No obstante, poco a poco iba adoptando una expresión sombría y preocupada. Había confiado en que Daniel se presentara, aunque sólo se quedara un instante. El día anterior todavía le había suplicado: «Sólo un momento, hijo». Y al final el chico había murmurado de mala gana: «De acuerdo». Dario había prohibido a Elinor que diera a Daniel el regalo que le había comprado: una pitillera demasiado bonita, demasiado cara. Después de gastarse tanto dinero, a cambio ella habría esperado y exigido, demasiado visiblemente, el agradecimiento y la amistad de Daniel.

«Hijo mío… —Pensó Dario con dolorida ternura—. Ahora sufres y me desprecias. Pero por desgracia conozco el corazón humano. Un día heredarás la fortuna de Elinor y entonces me juzgarás con menor dureza. Y si deseas ofrecérsela a Claude Wardes, puede que incluso bendigas mi recuerdo…».

Pero Daniel no aparecía.

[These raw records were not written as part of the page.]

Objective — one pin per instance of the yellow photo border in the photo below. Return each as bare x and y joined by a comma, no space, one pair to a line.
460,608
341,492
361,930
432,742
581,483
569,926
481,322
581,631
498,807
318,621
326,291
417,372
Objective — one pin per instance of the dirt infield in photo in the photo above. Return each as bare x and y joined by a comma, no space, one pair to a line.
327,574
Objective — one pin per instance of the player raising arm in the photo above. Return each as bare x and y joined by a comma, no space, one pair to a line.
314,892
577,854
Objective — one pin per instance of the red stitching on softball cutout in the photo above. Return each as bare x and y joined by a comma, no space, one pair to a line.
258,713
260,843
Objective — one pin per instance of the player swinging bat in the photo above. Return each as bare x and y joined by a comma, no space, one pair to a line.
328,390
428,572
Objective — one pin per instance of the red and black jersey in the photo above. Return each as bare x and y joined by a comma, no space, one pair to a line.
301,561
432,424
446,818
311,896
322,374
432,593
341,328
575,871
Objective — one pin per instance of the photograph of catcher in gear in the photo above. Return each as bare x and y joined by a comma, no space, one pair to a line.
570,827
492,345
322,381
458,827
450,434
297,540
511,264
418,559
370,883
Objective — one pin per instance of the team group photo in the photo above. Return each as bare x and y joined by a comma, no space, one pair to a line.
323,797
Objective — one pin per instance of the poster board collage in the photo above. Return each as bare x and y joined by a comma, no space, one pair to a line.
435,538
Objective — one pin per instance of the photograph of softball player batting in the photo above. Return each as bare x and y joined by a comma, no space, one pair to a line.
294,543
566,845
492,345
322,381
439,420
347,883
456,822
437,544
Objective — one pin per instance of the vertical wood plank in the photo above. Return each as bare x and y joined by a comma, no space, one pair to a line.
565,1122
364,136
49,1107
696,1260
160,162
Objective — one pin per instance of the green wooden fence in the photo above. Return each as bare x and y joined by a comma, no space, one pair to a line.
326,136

Por fin, los invitados se marcharon.

Dario aprovechó el primer instante que estuvo solo para preguntarle al criado:

—¿Está mi hijo en casa?

—El señorito Daniel ha llegado hace una hora. Ha subido a su habitación. Me ha parecido oír que volvía a irse. ¿Quiere el señor que vaya a ver?

—No —respondió Dario a su pesar.

Se dirigió a la habitación de su hijo. Daba dos pasos, se paraba y se llevaba la mano al corazón. No sabía exactamente qué temía. Al ver la habitación vacía soltó un profundo suspiro. Sí, era lo que se imaginaba: el chico se había marchado. Se había llevado la fotografía de Clara. Dario abrió un cajón. Vio que había cogido alguna prenda interior. Buscó con la mirada el neceser, regalo de su madre. Había desaparecido. Buscó una carta. Nada. ¡No había nada! Pero Sylvie sabría dónde estaba y le daría noticias suyas.

«Si aún me quedara mucho tiempo de vida —pensó Dario—, tendría la oportunidad de volver a verlo. Se hará mayor y se volverá más cínico y sensato. Pero cuando me muera todavía será un niño. Aún no me habrá perdonado. No volveré a verlo».

Estaba en medio de la habitación, sombrío y cabizbajo. Elinor entró y se acercó a él.

—¿No está Daniel?

—No. Se ha ido.

—¡Oh! —murmuró ella tras un breve silencio. Dario se dio cuenta de que se alegraba, aunque sus duros ojos se esforzaron en adoptar una expresión compasiva—. ¡Oh! ¡Pobre Dario! Qué terrible…

—Volverá —anunció Dario—. Por la herencia.